3. Europe — Guidance Games in Rail, Telco, Insurance & Retail
- Alstom (ALO.PA)
- First-half 2025/26 shows organic sales up ~7.9%, with all product lines contributing and demand strong in rolling stock, signalling and North America. Management lifts its growth outlook for the year, suggesting the post-order-book digestion phase is progressing as planned. (Investing.com)
- Deutsche Telekom (DTE.DE)
- Q3 earnings land in line, but the message is about another guidance hike: adjusted EBITDA AL for 2025 is now targeted at ~€45.3B and free cash flow after leases at ~€20.1B, helped by US exposure and the UScellular acquisition via T-Mobile. (Reuters)
- Management also leans into a long-term fiber and AI build-out, including a planned Nvidia-backed AI cloud “gigafactory” in Europe — positioning the name as an infrastructure + digital-services hybrid rather than a plain telco. (Reuters)
- Talanx (TLX)
- The insurer posts record nine-month net income of ~€1.96B, a 23% YoY jump, with a combined ratio under 90% and ROE above 21%. Management lifts the 2025 net-income target to >€2.4B and signals a faster path to its 2027 goal. (Talanx)
- The tone here is classic “quiet compounder”: diversified earnings across primary and reinsurance, improving underwriting quality, and a clear roadmap for multi-year earnings growth.
- B&M European Value Retail (BME.L)
- In contrast, the UK discount retailer reports a 30–55% drop in profit for the first half as weak discretionary demand and higher costs bite. Revenue still edges higher, but operating leverage works in reverse and management remains in turnaround mode. (The Times)
- Management is cutting prices on a large chunk of key items and dealing with C-suite churn and prior accounting issues, which keep the risk premium elevated heading into the holiday season. (The Times)
4. Thematic Angle — Energy Transition & “Future of Mobility”
- Ballard Power (BLDP)
- Q3 showcases what a high-beta energy-transition name looks like when execution improves: revenue up 120% YoY to $32.5M, a 71-point gross-margin swing into positive territory, and narrowing net losses. Orders in bus, rail and marine fuel-cell systems underpin the longer-term pipeline. (Yahoo Finance)
- It’s still early-stage and volatile, but today’s print gives fuel-cell bulls more fundamental backing than they’ve had in a while.
How to Use Today’s Earnings Radar
- Growth vs. guidance: Names like WEBTOON and DLocal show how quickly sentiment can flip when forward guidance contradicts the growth narrative — even if the current quarter looks fine on paper.

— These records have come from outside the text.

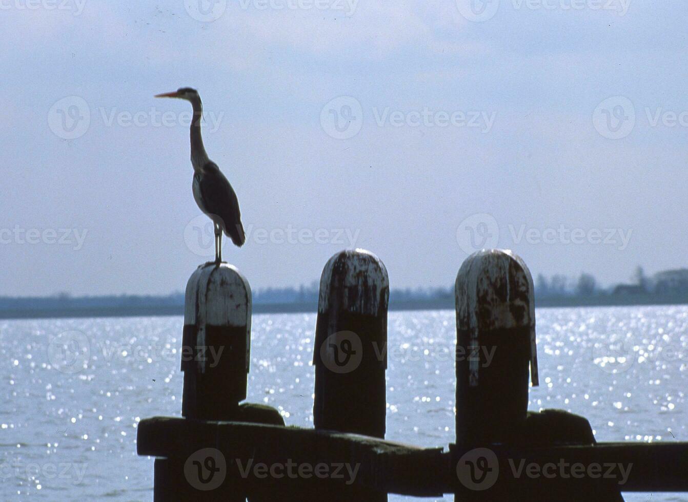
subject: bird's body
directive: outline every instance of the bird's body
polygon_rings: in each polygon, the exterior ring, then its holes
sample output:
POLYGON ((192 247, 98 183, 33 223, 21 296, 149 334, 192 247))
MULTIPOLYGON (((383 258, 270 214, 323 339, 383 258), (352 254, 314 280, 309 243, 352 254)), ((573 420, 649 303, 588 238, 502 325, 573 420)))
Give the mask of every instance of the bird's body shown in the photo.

- Defensives as compounding stories: Deutsche Telekom and Talanx illustrate the quieter side of earnings season: incremental guidance upgrades + capital-return capacity without flashy headlines.
- Turnarounds need proof, not just beats: Jumia and B&M both have moving parts; the market is rewarding visible progress on profitability and penalizing any signal that the journey will take longer (or require more capital) than hoped.